The revenue impact of tax-exempt bonds to the Federal Government is substantial.  TEB office management advised that the Department of the Treasury projects approximately $30 billion in tax revenue would be gained in Fiscal Year 2004 if the tax-exempt bonds were taxable.

In summary, TEB office management has taken steps to develop and implement the VCAP in accordance with “Voluntary Closing Agreement Program for Tax-Exempt Bonds” (Internal Revenue Service Notice 2001-60, issued October 1, 2001), and participation in the VCAP has increased over the first 2 years.  In addition, the TEB office is continuing to develop the Program to make the settlement process more effective, efficient, and consistent.  However, TEB office management does not know the overall levels of voluntary compliance for tax-exempt bonds and cannot determine the effect VCAP closures will have on voluntary compliance.  As a result, it is difficult for TEB office management to determine the extent of value this Program has had on the tax-exempt bond industry compliance levels.

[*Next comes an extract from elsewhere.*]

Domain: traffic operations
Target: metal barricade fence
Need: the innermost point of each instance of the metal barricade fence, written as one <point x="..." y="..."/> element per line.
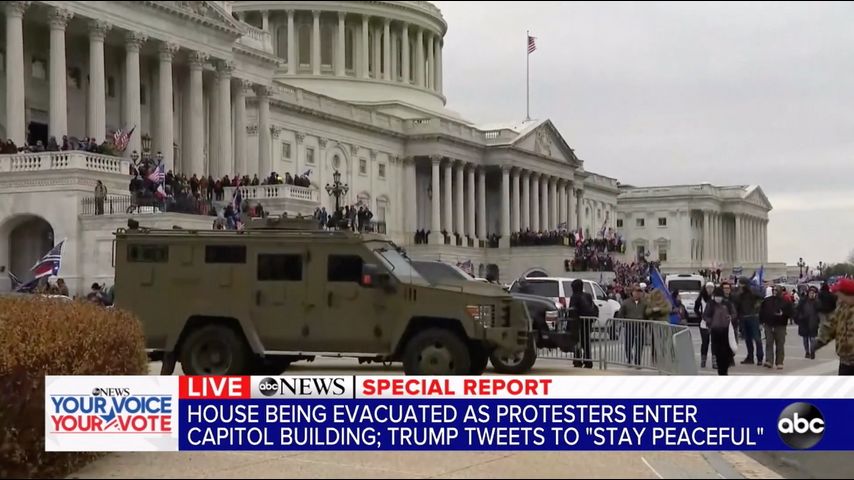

We also determined that TEB office management attempts to increase the impact of the VCAP by performing education and outreach on noncompliance issues and is working with the IRS Office of Chief Counsel and the Department of the Treasury to make changes to the VCAP that should improve the timeliness and consistency of case processing.

We recommended the Director, TEB, TE/GE Division, identify the data needed to adequately baseline tax-exempt bond noncompliance issues, coordinate with Modernization and Information Technology Services organization management to determine how these data could be tracked on current TEB office management information systems, and establish a process to collect and maintain these data.

Management’s Response:  The Commissioner, TE/GE Division, agreed with our recommendations and determined that all line items on TEB returns should be transcribed to the Business Master File.  TEB management, in coordination with Information Technology Services, determined that the data tracking process for risk assessments and noncompliance issues identified through examinations and the VCAP will be integrated into the TE/GE Reporting and Electronic Examination System (TREES).  Also, the TEB office’s process of collecting and maintaining the data will be integrated into the TREES.  Management’s complete response to the draft report is included as Appendix IV.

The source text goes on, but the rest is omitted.